Bootstrap VaR: This workbook uses CrystalBall2000 to produce bootstrap simulations from an inputted sample of profit/loss observations, from which a bootstrapped VaR can be inferred.

 Choleski: This workbook illustrates the Choleski decomposition of a 6x6 variance-covariance matrix.

 Component VaR: This workbook estimates the component (or decomposed) VaR using a variance-covariance approach assuming that P/L is distributed as multivariate normal, for chosen confidence level and holding period.

 Cornish-Fisher VaR and ETL: This workbook estimates VaR and expected tail loss (ETL) for near-normally distributed profit/loss, using the Cornish-Fisher adjustment for non-normality.

 ETL estimator: This workbook estimates expected tail loss (ETL) for 4 alternative distributions (normal, Student-t, lognormal, and Gumbel) of profit/loss or return.

 Gumbel VaR: This workbook estimates VaR assuming P/L is Gumbel-distributed. It estimates (and, where appropriate, plots) VaR(s) for a given confidence level and holding period, a range of confidence levels and a given holding period, a given confidence level and a range of holding periods, and ranges of both confidence level and holding period.

 Historical simulation: This workbook estimates and plots historical-simulation VaRs and ETLs for a range of confidence levels.  

Lognormal VaR: This workbook estimates VaR assuming that arithmetic returns are lognormally distributed. It estimates (and, where appropriate, plots) VaR(s) for a given confidence level and holding period, a range of confidence levels and a given holding period, a given confidence level and a range of holding periods, and ranges of both confidence level and holding period.

 Monte Carlo simulation VaR: This workbook estimates normal VaR and the VaR of a long European call option by Monte Carlo simulation.

 Normal VaR: This workbook estimates VaR assuming that P/L and/or arithmetic returns are normally distributed. It estimates VaR and ETL for a given confidence level and holding period, and estimates and plots VaRs for a range of confidence levels and a given holding period, a given confidence level and a range of holding periods, and ranges of both confidence level and holding period.

 Options VaR: This workbook estimates the VaR of vanilla Black-Scholes options using analytical methods.

 t VaR: This workbook estimates VaR assuming that P/L is Student-t distributed.
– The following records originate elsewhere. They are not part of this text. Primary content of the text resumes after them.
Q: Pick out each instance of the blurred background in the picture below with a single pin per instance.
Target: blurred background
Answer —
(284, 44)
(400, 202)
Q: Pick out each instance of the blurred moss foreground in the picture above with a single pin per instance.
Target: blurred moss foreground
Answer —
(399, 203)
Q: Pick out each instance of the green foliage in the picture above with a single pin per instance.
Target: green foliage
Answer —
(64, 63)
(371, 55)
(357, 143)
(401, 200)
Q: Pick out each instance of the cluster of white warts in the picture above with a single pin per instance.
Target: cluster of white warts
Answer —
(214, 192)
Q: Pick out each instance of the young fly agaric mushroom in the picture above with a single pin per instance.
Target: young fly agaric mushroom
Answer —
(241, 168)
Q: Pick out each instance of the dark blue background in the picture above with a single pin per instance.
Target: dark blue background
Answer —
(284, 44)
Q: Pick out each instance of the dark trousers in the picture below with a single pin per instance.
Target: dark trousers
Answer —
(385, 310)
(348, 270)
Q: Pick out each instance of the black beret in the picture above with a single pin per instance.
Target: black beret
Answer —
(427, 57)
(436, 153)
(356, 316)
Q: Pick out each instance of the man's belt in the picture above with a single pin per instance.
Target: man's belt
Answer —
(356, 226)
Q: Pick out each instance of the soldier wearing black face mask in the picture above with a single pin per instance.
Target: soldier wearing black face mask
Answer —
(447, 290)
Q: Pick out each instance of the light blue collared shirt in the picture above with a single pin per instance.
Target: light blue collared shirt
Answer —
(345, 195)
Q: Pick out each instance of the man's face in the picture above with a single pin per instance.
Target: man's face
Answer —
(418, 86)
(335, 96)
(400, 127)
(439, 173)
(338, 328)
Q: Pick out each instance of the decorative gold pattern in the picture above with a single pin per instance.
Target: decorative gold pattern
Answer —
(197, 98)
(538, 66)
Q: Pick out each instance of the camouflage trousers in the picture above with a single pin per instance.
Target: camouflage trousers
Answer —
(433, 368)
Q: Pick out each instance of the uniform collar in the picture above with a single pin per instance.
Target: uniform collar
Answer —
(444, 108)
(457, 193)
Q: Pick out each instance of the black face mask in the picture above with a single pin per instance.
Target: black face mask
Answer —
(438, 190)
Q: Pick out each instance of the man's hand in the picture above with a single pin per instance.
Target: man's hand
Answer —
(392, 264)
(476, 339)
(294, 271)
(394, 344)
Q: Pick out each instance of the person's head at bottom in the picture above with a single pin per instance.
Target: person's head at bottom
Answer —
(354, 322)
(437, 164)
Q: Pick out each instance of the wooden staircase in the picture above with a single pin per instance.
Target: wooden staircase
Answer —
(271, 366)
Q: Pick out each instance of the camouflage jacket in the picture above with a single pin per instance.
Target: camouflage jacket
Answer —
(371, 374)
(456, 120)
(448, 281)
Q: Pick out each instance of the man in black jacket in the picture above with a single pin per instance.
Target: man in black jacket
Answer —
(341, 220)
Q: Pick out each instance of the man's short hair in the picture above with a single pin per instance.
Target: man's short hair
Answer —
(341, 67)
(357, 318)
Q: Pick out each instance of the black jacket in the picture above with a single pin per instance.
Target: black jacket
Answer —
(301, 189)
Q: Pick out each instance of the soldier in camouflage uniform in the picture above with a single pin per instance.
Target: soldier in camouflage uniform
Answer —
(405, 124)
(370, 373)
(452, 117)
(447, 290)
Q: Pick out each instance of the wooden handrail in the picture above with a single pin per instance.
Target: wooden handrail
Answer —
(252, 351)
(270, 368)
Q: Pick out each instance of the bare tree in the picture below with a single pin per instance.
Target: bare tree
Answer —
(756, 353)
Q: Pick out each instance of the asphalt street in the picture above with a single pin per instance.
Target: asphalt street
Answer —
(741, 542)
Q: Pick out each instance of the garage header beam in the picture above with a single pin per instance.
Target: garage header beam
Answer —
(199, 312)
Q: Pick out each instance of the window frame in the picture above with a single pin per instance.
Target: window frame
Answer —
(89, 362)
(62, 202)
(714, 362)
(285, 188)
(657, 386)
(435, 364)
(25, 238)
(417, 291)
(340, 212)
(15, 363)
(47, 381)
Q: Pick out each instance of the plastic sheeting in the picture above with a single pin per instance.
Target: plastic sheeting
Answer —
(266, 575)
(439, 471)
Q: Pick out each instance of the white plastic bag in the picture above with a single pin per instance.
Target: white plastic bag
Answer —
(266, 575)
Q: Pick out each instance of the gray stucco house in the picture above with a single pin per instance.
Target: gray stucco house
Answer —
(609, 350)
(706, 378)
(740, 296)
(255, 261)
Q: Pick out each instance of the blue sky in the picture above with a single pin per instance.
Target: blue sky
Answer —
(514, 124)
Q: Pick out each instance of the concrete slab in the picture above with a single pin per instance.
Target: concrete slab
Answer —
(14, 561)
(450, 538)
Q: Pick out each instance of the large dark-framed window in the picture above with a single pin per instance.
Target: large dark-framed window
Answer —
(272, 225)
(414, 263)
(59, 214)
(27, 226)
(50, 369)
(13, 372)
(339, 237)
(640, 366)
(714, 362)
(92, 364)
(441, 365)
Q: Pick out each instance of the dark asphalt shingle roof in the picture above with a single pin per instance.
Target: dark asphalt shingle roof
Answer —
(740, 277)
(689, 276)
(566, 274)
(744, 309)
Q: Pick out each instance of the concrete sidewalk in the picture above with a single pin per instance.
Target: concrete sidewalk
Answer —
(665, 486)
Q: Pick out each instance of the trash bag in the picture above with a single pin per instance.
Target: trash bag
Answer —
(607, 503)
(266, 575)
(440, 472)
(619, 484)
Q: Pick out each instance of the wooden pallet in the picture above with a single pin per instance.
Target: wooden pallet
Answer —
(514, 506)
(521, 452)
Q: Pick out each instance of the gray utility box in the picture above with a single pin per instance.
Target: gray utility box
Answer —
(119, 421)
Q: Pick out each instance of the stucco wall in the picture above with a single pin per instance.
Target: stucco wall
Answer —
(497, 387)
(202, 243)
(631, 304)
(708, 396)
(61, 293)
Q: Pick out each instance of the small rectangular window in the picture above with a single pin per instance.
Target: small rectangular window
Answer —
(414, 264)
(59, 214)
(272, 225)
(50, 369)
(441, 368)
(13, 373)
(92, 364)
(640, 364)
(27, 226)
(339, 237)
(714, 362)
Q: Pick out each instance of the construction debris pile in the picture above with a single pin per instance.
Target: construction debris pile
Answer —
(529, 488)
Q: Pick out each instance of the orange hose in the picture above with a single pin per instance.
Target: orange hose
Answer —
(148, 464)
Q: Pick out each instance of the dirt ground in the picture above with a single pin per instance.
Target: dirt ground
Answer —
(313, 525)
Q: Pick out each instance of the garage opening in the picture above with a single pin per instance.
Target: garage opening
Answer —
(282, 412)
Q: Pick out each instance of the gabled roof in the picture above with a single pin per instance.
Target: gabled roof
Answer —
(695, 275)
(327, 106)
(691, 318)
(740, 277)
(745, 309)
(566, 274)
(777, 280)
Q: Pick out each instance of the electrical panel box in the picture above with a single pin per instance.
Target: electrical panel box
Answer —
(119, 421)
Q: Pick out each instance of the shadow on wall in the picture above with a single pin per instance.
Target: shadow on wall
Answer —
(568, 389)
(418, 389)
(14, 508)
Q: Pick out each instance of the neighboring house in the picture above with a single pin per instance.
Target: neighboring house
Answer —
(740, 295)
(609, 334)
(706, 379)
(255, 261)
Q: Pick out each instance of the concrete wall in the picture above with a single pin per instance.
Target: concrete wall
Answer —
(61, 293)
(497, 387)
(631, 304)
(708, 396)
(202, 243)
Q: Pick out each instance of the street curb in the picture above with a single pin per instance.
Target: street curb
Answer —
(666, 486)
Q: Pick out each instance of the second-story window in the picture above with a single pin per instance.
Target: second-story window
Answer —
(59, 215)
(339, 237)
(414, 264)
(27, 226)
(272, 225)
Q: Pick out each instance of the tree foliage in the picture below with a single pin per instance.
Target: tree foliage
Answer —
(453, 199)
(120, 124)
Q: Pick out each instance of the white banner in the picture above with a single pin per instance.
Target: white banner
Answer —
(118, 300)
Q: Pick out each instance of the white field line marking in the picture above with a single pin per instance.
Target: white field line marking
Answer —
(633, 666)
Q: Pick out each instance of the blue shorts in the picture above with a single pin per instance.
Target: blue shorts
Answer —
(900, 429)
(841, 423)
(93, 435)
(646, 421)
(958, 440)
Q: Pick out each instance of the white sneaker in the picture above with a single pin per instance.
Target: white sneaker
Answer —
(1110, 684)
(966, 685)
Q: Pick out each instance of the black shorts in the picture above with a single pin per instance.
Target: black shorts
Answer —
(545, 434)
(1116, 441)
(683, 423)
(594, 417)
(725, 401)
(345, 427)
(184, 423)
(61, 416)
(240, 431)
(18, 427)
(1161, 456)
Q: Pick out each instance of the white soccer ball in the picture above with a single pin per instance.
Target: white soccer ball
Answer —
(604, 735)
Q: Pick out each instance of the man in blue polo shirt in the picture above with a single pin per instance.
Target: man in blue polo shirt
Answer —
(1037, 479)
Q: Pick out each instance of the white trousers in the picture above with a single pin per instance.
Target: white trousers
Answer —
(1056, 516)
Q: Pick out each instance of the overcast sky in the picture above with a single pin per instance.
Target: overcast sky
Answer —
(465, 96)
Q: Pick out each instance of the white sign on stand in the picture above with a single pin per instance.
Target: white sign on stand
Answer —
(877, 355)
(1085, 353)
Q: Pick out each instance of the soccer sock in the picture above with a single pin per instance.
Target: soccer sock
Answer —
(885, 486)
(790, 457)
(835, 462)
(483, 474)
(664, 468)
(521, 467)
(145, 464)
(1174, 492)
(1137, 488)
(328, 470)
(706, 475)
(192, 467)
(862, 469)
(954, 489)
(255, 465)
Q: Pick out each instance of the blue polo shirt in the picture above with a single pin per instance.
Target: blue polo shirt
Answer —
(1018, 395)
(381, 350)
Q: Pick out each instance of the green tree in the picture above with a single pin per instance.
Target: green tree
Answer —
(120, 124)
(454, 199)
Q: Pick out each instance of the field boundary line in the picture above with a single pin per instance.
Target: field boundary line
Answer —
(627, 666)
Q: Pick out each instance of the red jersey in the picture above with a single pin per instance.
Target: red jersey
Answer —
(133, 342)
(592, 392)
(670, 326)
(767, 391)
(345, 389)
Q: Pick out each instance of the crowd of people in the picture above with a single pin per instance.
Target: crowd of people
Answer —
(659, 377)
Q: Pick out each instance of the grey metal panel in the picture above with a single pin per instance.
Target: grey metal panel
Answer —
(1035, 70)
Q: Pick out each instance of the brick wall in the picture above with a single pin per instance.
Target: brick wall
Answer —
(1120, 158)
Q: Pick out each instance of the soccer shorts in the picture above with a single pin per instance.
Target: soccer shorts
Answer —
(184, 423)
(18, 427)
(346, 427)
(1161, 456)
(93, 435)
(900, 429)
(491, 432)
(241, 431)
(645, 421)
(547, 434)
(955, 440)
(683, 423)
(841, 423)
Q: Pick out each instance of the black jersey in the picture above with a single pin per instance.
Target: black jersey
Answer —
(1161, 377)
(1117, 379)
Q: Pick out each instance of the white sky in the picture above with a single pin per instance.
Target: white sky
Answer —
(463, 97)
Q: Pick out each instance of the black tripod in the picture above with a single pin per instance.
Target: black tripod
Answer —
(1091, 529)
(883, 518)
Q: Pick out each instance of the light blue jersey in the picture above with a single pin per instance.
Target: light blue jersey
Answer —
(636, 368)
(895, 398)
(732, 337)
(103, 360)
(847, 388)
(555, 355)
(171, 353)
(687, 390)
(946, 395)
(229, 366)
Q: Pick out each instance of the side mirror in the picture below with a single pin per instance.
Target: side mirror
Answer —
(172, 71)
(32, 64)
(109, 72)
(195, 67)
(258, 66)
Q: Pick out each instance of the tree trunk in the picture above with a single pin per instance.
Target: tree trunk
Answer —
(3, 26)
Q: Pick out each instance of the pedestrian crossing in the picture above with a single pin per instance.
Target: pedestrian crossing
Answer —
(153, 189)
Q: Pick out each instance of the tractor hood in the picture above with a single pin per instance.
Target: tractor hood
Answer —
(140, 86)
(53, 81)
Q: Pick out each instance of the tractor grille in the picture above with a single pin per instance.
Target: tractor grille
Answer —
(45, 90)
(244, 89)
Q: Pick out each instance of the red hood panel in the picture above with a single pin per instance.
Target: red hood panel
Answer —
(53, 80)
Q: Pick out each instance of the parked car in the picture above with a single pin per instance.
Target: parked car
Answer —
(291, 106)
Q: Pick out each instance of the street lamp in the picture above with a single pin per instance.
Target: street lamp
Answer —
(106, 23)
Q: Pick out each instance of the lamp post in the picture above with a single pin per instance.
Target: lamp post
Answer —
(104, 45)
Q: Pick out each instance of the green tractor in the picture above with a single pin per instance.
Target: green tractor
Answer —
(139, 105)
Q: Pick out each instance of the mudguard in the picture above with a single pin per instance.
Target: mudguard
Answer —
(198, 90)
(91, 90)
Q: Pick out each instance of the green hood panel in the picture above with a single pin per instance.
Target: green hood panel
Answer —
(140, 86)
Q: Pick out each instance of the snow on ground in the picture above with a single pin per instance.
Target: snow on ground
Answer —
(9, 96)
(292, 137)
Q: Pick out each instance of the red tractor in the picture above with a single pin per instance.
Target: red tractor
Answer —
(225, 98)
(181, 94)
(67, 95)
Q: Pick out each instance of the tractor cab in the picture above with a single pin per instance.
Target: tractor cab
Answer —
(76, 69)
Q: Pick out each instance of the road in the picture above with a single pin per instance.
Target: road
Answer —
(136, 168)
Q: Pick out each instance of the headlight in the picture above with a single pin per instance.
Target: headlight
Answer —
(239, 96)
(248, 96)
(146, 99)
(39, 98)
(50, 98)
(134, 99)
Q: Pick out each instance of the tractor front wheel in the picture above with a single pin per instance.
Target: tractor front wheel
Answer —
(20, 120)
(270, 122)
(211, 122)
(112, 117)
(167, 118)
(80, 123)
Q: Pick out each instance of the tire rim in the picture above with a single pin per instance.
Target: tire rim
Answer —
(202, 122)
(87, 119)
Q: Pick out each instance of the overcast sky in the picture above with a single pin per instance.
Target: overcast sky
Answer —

It estimates (and, where appropriate, plots) VaR(s) for a given confidence level and holding period, a range of confidence levels and a given holding period, a given confidence level and a range of holding periods, and ranges of both confidence level and holding period.

 Variance-covariance VaR: This workbook uses a varianace-covariance approach to estimate the VaR of a portfolio assuming that returns are distributed as multivariate normal.

Backtest: This workbook computes an illustrative Kupiec backtest.